Posts Tagged ‘purpose of evil’

Is Evil Necessary for Good to Exist?

January 6, 2008


I posted something recently called The Opposite of Love, a little piece that explores the nature of opposites. That got me to thinking and I’d like to expand a bit on the idea.

There are a lot of opposites in our world. So many, in fact, that you could argue that we live in a dualistic universe, one in which everything has an opposite. Perhaps opposites are necessary for the existence of some, or all, things.

For example, in order for hot water to exist, cold water must also exist. Otherwise it would just be water. Hot water cannot be defined without the existence of cold water. Hot water is just water that has a higher temperature than some other water. Even the term ‘higher’ requires two temperatures, one hotter and one colder.

How about on and off? If there was no state of off, there could be no state of on. It is the possibility that a light could be off that makes real the possibility that it could be on. Otherwise it would just be a light.

Up and down, light and dark, positive and negative; the examples are numerous. What about good and evil? (My regular readers are groaning right now. “Oh, he’s not going to get back into the God thing is he?” Yep, I’m afraid so.)

Is evil necessary for good to exist? I’m thinking that maybe it is. That might explain the existence of evil in the first place, something that has bothered me for a long time because of one very simple question. If God created the universe and everything in it, where did evil come from?

I am not one to take the Bible literally, but I do believe it contains a lot of ideas worth considering. Take the story of how evil was introduced into the world. There was God, Adam, and Eve hanging out in the Garden. God is credited with creating Adam and then Eve, but wasn’t there another presence there too? Yes, I am referring to Satan, in the form of a serpent.
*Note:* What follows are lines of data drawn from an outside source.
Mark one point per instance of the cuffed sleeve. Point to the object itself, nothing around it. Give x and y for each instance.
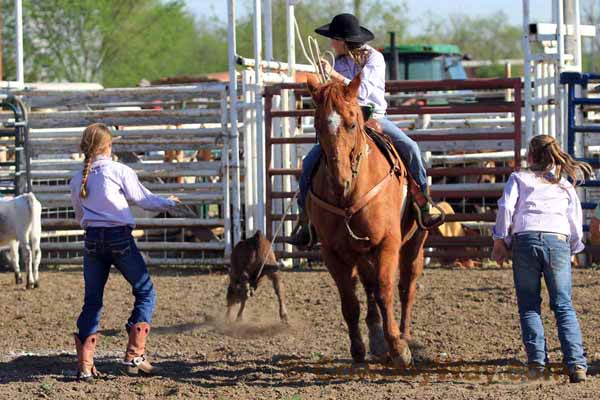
(575, 217)
(137, 193)
(76, 198)
(506, 210)
(373, 76)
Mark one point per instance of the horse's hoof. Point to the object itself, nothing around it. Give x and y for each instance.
(404, 360)
(358, 353)
(377, 344)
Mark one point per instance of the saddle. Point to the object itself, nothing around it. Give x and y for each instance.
(385, 145)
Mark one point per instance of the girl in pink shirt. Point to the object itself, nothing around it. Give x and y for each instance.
(539, 216)
(100, 193)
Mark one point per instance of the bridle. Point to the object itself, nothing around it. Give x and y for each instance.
(356, 155)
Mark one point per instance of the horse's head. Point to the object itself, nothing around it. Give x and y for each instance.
(339, 126)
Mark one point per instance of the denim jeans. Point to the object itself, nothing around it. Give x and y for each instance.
(105, 247)
(407, 148)
(537, 254)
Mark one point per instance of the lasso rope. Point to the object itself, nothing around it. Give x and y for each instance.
(314, 58)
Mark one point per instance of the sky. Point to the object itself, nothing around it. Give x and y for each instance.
(513, 8)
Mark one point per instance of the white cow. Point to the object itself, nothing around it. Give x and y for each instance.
(21, 229)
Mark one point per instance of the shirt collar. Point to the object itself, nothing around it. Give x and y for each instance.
(101, 157)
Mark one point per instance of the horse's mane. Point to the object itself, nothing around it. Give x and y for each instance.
(334, 98)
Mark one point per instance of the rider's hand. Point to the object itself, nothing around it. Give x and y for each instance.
(326, 66)
(175, 199)
(500, 252)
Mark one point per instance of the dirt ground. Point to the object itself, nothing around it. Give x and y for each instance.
(466, 341)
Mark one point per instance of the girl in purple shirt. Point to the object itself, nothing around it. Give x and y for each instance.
(100, 194)
(539, 216)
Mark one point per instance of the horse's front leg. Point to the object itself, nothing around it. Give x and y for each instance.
(387, 259)
(280, 293)
(345, 278)
(377, 345)
(411, 267)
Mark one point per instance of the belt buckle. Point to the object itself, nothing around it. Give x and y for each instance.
(560, 236)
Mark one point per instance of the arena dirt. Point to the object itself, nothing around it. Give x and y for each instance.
(466, 341)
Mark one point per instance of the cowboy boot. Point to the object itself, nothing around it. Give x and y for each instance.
(422, 204)
(86, 370)
(135, 358)
(303, 234)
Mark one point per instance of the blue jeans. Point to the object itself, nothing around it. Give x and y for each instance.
(537, 254)
(113, 246)
(407, 148)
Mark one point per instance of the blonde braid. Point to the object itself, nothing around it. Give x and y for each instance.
(547, 154)
(96, 139)
(87, 163)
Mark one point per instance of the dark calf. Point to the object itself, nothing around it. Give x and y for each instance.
(244, 275)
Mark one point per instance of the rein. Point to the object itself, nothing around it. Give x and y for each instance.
(348, 212)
Did Satan just appear spontaneously, out of the control of God, or was he created for a purpose? Or perhaps Satan has always co-existed with God and the two are really just opposites that rely on one another for existence. God and Satan: The eternal yin and yang, light and dark, something and nothing.

I know this is an unorthodox idea but before anyone blows a religious fuse, remember that it is just an idea. I’m just throwing it out there, so stay with me. There really are only three explanations for the existence of evil (if it does exist). First, evil just happened by itself. That implies that God is not omnipotent. Second, God created evil. Even if evil is the result of a fallen angel, if God created everything, he must have created Satan knowing that he would fall, and therefore God created evil. Third, God is both good and evil. This is the possibility that makes the most sense to me.

The first case violates the whole concept of a created universe. Any creator powerful enough to create life and everything that is would have seen evil coming. I can’t see a creator god making such a big mistake, as in, “Oops, I didn’t see that coming.”

The second case, although more plausible, violates the concept of reason. Why would a creator god create its own nemesis? The only reason I can think of is that in order to give us free will, God had to create something besides good from which to choose. If there is only one choice, free will has no meaning. This has some validity, especially if you believe that the purpose of life is change.

The third case really only violates our traditional concepts of good and evil. We have labeled good “good” and evil “bad”, but what if these are man-made constructs that misrepresent the true nature of good and evil? Perhaps good and evil are just two sides of the same coin or just two movable points on a continuum?

In a world of “us against them” don’t we always consider “us” to be good and “them” to be evil? Don’t you realize that in “their” eyes, we are the evil “them”? Who is right? Doesn’t it depend on your point of view?

If you can see the truth that there really is no enemy, it may be that the third case is the only one that makes any sense at all.